An hour later we emerged to find ourselves ravenous and ready for lunch. There are so many places in Gatesville and Rylands, which is the largest Indian area in Cape Town, to get something to eat so we were spoiled for choice. Being close to Gatesville Medical Centre, we decided to try a Bangladeshi place very nearby. I had once bought some take-outs from Cape to India and was very happy with the food. So this time we decided to try out the restaurant itself.
The location is right behind Gatesville Medical Centre, in the hub of the shopping district. Parking is somewhat limited and I had to circle a bit before I found a spot. It’s a very simple, no frills kind of place. It makes me think of homely restaurants I can remember from my trip to India when I was little. On the outside you might miss the Cape to India signage but there is a big sign above it that says Bismillah Restaurant. They are part of a group that goes by that name.
The tables are already set, glasses and cutlery ready and plates overturned as if they’ve been expecting you to pop in. There’s always several young Bangladeshi guys hanging around the counter and while it looks very casual and laid back they’re always quick to tend to you. We were seated amidst a small handful of other patrons and offered a menu which turned out to be quite extensive.
While the place is small, the tables are quite tight and could seat a fair amount of people.

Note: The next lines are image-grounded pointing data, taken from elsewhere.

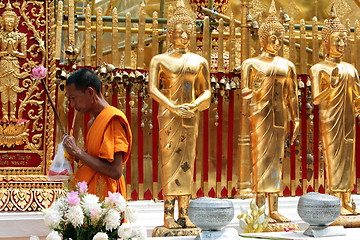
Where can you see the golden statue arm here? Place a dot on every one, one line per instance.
(316, 78)
(357, 95)
(154, 91)
(203, 88)
(246, 91)
(183, 110)
(293, 101)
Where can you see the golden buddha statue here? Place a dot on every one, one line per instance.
(336, 89)
(180, 81)
(270, 84)
(12, 47)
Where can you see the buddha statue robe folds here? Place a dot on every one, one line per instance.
(336, 89)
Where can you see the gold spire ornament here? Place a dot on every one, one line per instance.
(336, 89)
(180, 81)
(271, 23)
(13, 131)
(269, 83)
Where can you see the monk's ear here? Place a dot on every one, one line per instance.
(91, 90)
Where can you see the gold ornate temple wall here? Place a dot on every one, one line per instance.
(102, 38)
(27, 121)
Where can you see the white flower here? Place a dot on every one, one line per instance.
(52, 218)
(101, 236)
(75, 216)
(112, 219)
(60, 204)
(90, 202)
(117, 200)
(131, 214)
(125, 231)
(53, 236)
(140, 233)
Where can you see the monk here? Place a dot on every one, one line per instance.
(108, 141)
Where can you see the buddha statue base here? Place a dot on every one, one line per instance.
(162, 231)
(12, 134)
(281, 227)
(348, 221)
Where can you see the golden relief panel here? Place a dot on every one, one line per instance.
(26, 119)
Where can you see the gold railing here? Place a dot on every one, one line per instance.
(128, 43)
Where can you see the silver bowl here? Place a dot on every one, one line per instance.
(318, 209)
(211, 214)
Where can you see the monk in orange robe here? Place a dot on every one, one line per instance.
(108, 142)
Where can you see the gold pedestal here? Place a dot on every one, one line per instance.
(162, 231)
(348, 221)
(281, 227)
(27, 196)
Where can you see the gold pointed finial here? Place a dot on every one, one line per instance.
(332, 11)
(181, 15)
(271, 23)
(180, 3)
(9, 11)
(8, 6)
(331, 25)
(272, 9)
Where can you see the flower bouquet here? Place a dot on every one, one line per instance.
(81, 216)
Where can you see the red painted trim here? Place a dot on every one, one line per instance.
(219, 140)
(292, 155)
(304, 130)
(206, 146)
(70, 118)
(155, 141)
(357, 146)
(140, 141)
(230, 137)
(316, 142)
(128, 116)
(114, 101)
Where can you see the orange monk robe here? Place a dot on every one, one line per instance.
(109, 133)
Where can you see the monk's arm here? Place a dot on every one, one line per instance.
(110, 169)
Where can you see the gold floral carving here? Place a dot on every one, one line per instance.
(342, 8)
(292, 9)
(28, 188)
(29, 196)
(257, 8)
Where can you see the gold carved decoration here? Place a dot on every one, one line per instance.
(29, 196)
(14, 128)
(292, 9)
(24, 185)
(342, 8)
(257, 8)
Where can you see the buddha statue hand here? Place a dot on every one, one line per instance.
(247, 93)
(334, 79)
(296, 130)
(183, 111)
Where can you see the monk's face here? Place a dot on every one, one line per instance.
(337, 44)
(79, 100)
(273, 42)
(181, 35)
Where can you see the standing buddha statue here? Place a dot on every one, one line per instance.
(336, 89)
(180, 82)
(270, 84)
(12, 47)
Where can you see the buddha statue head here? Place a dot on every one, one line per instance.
(334, 36)
(180, 26)
(271, 32)
(9, 20)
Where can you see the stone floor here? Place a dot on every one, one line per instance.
(20, 226)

You would be very close to your neighbour though. Thankfully it was a bit early and there was no lunch crowd. They also have a Namaaz room available. Our waiter was somewhat brusk. It’s not the kind of place where you’re going to get 5 star service, more like 2,5 stars but I had no expectations and didn’t mind that he wandered off to tend to someone else when he could see I was still hemming and hawing over the menu.

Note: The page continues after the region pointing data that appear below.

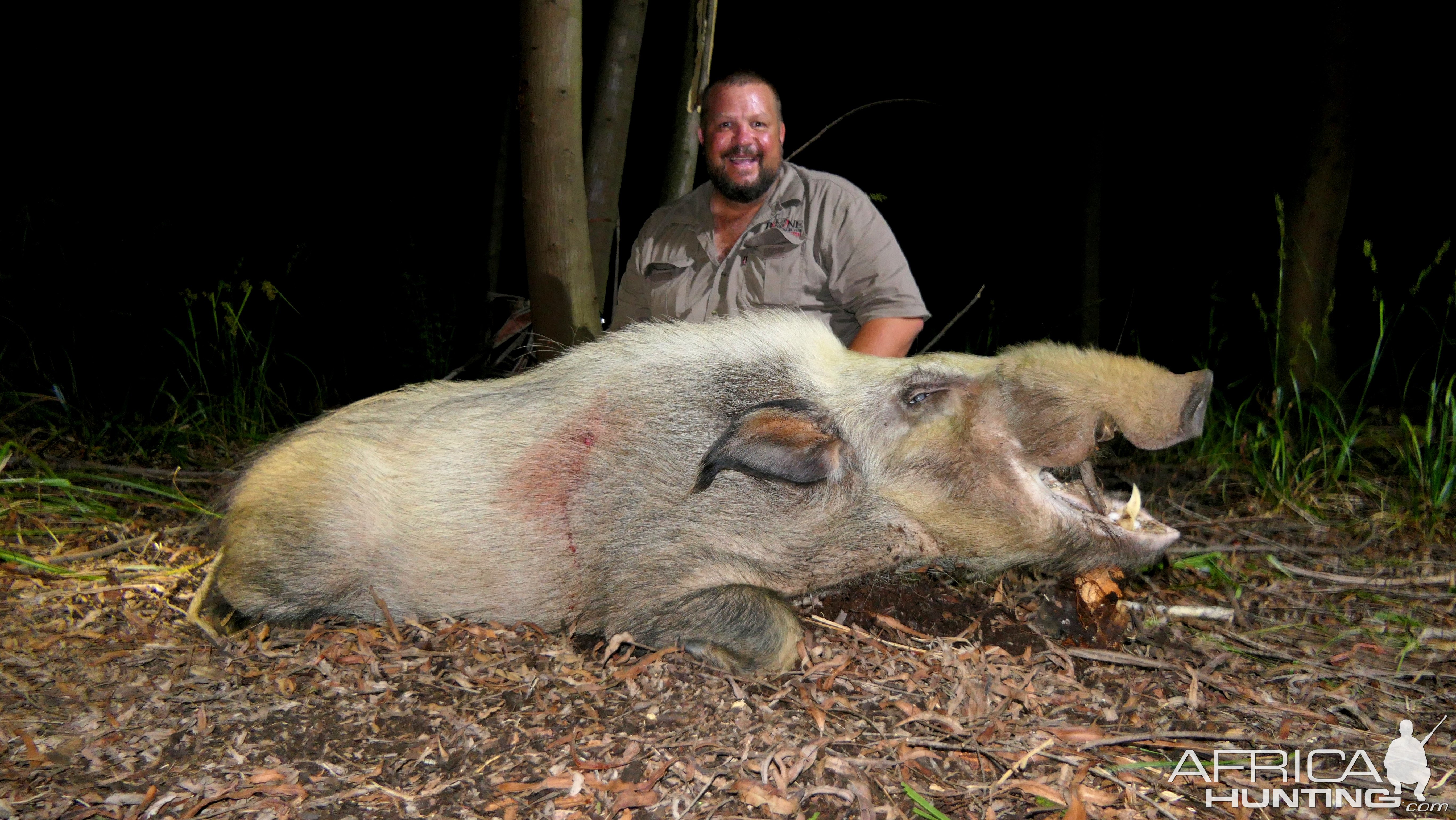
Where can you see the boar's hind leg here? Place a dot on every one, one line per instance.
(739, 627)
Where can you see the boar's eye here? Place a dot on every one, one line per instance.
(919, 395)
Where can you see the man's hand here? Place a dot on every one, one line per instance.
(889, 337)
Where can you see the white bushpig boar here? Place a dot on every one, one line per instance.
(679, 481)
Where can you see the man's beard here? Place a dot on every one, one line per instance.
(736, 193)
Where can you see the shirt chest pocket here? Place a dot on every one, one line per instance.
(775, 269)
(666, 285)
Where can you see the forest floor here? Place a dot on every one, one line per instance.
(1012, 697)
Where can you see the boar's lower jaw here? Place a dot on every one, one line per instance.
(1129, 534)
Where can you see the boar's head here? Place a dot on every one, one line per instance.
(976, 461)
(983, 454)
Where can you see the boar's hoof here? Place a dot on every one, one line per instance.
(737, 627)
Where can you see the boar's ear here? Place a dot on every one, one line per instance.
(787, 440)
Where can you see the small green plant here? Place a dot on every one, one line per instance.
(1210, 564)
(924, 807)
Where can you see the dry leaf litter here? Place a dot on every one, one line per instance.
(1005, 698)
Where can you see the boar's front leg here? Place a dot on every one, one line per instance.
(739, 627)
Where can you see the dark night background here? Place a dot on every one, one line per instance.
(351, 165)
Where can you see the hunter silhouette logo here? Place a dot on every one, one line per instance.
(1406, 761)
(1264, 776)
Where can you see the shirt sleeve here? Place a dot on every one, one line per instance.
(868, 274)
(634, 298)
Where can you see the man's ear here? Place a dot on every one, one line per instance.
(787, 440)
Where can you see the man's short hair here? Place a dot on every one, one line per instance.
(746, 78)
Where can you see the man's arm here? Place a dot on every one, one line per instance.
(634, 298)
(871, 279)
(889, 337)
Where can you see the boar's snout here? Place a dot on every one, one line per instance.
(1197, 404)
(1058, 403)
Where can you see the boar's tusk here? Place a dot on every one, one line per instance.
(1135, 505)
(1090, 484)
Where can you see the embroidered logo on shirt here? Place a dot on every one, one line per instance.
(790, 226)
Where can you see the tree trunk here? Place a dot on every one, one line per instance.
(608, 143)
(554, 193)
(1093, 251)
(1313, 239)
(698, 55)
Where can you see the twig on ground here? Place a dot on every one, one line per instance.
(102, 553)
(1126, 739)
(389, 620)
(1358, 580)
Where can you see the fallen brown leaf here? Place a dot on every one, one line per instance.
(753, 793)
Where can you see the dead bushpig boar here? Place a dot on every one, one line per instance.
(679, 481)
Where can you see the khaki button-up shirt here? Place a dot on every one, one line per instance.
(817, 244)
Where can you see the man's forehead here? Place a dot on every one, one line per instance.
(749, 97)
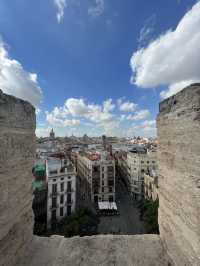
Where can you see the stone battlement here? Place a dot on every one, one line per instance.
(179, 193)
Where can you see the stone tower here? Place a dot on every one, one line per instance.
(179, 181)
(17, 152)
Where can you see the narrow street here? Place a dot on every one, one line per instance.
(128, 222)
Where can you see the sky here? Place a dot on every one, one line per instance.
(98, 66)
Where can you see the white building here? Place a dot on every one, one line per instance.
(61, 179)
(139, 161)
(98, 170)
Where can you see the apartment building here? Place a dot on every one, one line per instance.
(97, 170)
(139, 161)
(151, 185)
(61, 179)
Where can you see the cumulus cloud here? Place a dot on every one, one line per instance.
(105, 118)
(60, 5)
(172, 59)
(126, 106)
(108, 105)
(147, 30)
(139, 115)
(97, 10)
(15, 80)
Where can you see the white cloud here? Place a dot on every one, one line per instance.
(76, 107)
(139, 115)
(108, 105)
(92, 118)
(172, 58)
(96, 10)
(60, 5)
(126, 106)
(147, 30)
(15, 80)
(38, 111)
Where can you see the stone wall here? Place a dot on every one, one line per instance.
(179, 182)
(179, 193)
(17, 151)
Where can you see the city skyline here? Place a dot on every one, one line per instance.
(83, 64)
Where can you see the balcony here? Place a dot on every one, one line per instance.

They serve Indian, Pakistani and Chinese cuisine. We tried the Chicken Manchurian Sizzler, served on a hotplate, which we decided to share and it was enough for the both of us. It was quite sweet which I wasn’t expecting but tasty and enjoyable. We also had the Prawn Rosoiz starter which is a Portuguese savoury. It’s what we know as halfmoons is originally based on. I think it was very thin on the prawns though and at just one for R15 I think it was overpriced.

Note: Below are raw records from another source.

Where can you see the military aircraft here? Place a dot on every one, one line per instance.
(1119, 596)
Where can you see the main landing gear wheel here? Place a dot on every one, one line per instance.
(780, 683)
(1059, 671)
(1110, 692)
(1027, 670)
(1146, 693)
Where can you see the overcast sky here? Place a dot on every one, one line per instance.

The garlic naan which we had with the Chicken was excellent. I can’t say I’ve had better naan anywhere else. I’ve had their Panir Palak, which is Indian cheese in a Spinach Curry before and found it very tasty. And their Falooda is a feast for the eyes. Their curries range from R48 to R99. Their grills start at R32 for 1/4 Chicken Tandoori to R80 for 3pc T-Bone Steak to R240 for a Family Combo. Chinese Dishes include Sweet and Sour chicken, beef or prawn , Chop Suey and Chow Mein dishes and start at about R60. You can even get a Toasted steak sandwich or Viennas and chips parcel. They’re a bit lacking on the desserts side with only Rassmalai as a real option.
I would say it’s good for a quick stop with decent Indian food but even better to buy it to take home, dress it up and pretend you made it yourself.